Culture Themes
Cod: 31120
Department: DCSG
ECTS: 6
Scientific area: History
Total working hours: 156
Total contact time: 15

This course unit approaches the genesis and development of the concept of culture and its relation to social identity and hierarchies. Therefore, it introduces students to cultural issues, according to a simultaneously diachronic and critic point of view on cultural matters. It provides the necessary tools to understand the several social uses of the notion of culture and its appropriation of reality and it introduces the several cultural forms related to civilizations, idioms and languages.

  1. Culture
  2. Civilization
  3. Renaissance
  4. Enlightenment

• Identifying the several concepts and notions of culture.
• Understanding the cultural dynamics in societies throughout the times.
• Analysing some of the main cultural issues of history and humanity.

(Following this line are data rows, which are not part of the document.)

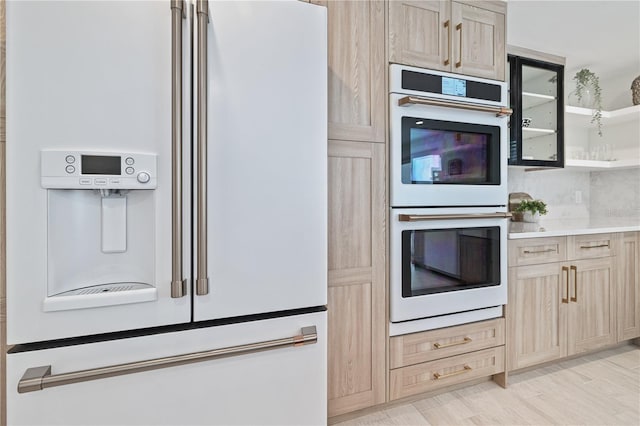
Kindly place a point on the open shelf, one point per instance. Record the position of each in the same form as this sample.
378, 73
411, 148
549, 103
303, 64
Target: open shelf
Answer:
594, 165
582, 116
533, 132
531, 100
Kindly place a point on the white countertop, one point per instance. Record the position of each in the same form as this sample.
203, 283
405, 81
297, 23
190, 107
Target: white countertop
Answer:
562, 227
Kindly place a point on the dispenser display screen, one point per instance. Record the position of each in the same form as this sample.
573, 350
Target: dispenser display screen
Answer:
101, 165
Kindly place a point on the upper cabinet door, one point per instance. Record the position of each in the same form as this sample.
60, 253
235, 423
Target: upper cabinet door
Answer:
458, 37
357, 96
478, 41
537, 124
420, 34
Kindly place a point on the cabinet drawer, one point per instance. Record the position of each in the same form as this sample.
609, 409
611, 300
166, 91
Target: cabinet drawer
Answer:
532, 251
445, 372
430, 345
590, 246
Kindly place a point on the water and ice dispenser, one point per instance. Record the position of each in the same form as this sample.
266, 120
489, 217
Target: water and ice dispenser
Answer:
100, 228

1. Culture and cultures: the ‘birth’ of the concept and its social statement. The several ‘types’ and notions of culture (political culture, business culture, intellectual culture, mass culture).
2. Cultural debates in Medieval Times (classical culture and Christianity; written and oral culture; intellectual debates and heresy).
3. Humanism and Reformations (issues between Renaissance humanist and the Church; Divergences and reformist suggestions).
4. Modern rationalism (from Descartes to the enlightenment philosophers: the role of reason, to school and debate).
5. The reason crisis and the laicization of thought.

CHAUNU, Pierre, A Civilização da Europa das Luzes, 2 vols., Lisboa, Estampa, 1985.
CUCHE, Denys, A noção de cultura nas ciências sociais, 2ª edição, Lisboa, Fim de século, 2003.
DELUMEAU, J., A civilização do Renascimento, 2 volumes, Lisboa, Estampa, 1984.
HAZARD, Paul, O pensamento europeu no século XVIII, Lisboa, Presença, 1974.
SCHWANITZ, Dietrich, Cultura: tudo o que é preciso saber, 6ª edição, Lisboa, Pub. D. Quixote, 2006.
 

Online learning with continuous supervision favoring asynchronous communication (Moodle platform).
Students have to perform the tasks requested by the teacher: essays, critical recensions, reports, protocols, etc. All works will be evaluated and/or classified.

Continuous assessment is privileged: 2 digital written documents (e-folios) during the semester (40%) and a final digital test, Global e-folio (e-folio G) at the end of the semester (60%). In due time, students can alternatively choose to perform one final exam (100%).

Students are required to have access to a computer with Internet connection and an e-mail address as well as to have computer literacy from the users' perspective.